Y en el silencio también está la complicidad del que al callar comparte la responsabilidad de permitir que sigan sucediendo hechos tan atroces.
A diferencia de lo que ocurre con los juegos de palabras de Pedro Salinas (La voz a ti debida) que sirven para expresar el amor desde lo conceptual, al amor de Mahmud y Ayaz se pierde en las palabras retenidas por el recelo
“¿Por qué, siendo tú todo, solo tú,
vivo negándote, rodeándome de soledad
y de miedos y de sospechas y de solitarios
juegos verbales, y de más sospechas y miedos?”
Entre las metáforas que ayudan a expresar el amor secreto se encuentran abundantes imágenes de la naturaleza; por ello la abstracción del lugar desde lo idílico se transforma en metáfora del sentimiento ante un mundo de gritos y silencios. El paisaje artificial de la ciudad es el territorio del dolor, cuajado de grúas. Lo cotidiano, ante la ausencia o imposibilidad de expresar el amor se transforma en llaves que caen, en casas llenas de polvo que son extrañas hasta para quien las habita o en espejos que “me reflejan fantasmas y muecas / y gestos de purgatorio y pieles desolladas”. El horizonte del amor, sin embargo es otro: un oasis de palmeras y de caricias, de lunas llenas y estrellas andantes, el eco primaveral del paraíso donde se confunden (como en “Romance del prisionero”) los cantos de la alondra y del ruiseñor. El cuerpo del amado es el mundo;
“y me lo decías vestido tan solo de sonrisas
mientras tu cuerpo era el agua de lluvia
que, poco a poco, hacía de mí un oasis”.
Un imagen que pervive hasta el instante mismo de la muerte simultánea, “morir ahogado en el desierto / muy lejos de la fuente de tus labios”.
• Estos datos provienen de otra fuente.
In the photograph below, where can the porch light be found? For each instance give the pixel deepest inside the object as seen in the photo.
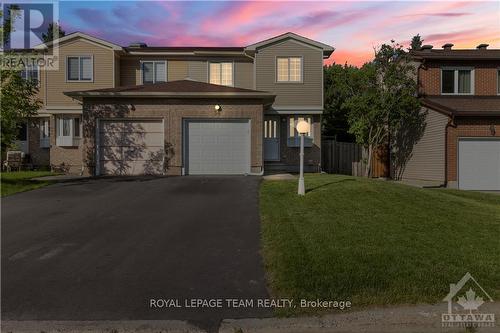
(303, 129)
Una muerte que se transforma en un mero trámite, pues para los amantes el paraíso ya ha sido logrado, “el único que soñó que en tus ojos / había encontrado el oasis del paraíso”; un paraíso que perdurará más allá de la muerte.
“Me podrán quitar la vida, arrancármela.
Pero nunca este amor que ahora siento”
Como en esta rubayyat de Omar Khayyan:
“Cuando tu alma pura y la mía abandonen nuestros cuerpos,
colocarán un ladrillo bajo nuestras cabezas
y un día un alfarero amasará
nuestras cenizas para igual almohada”.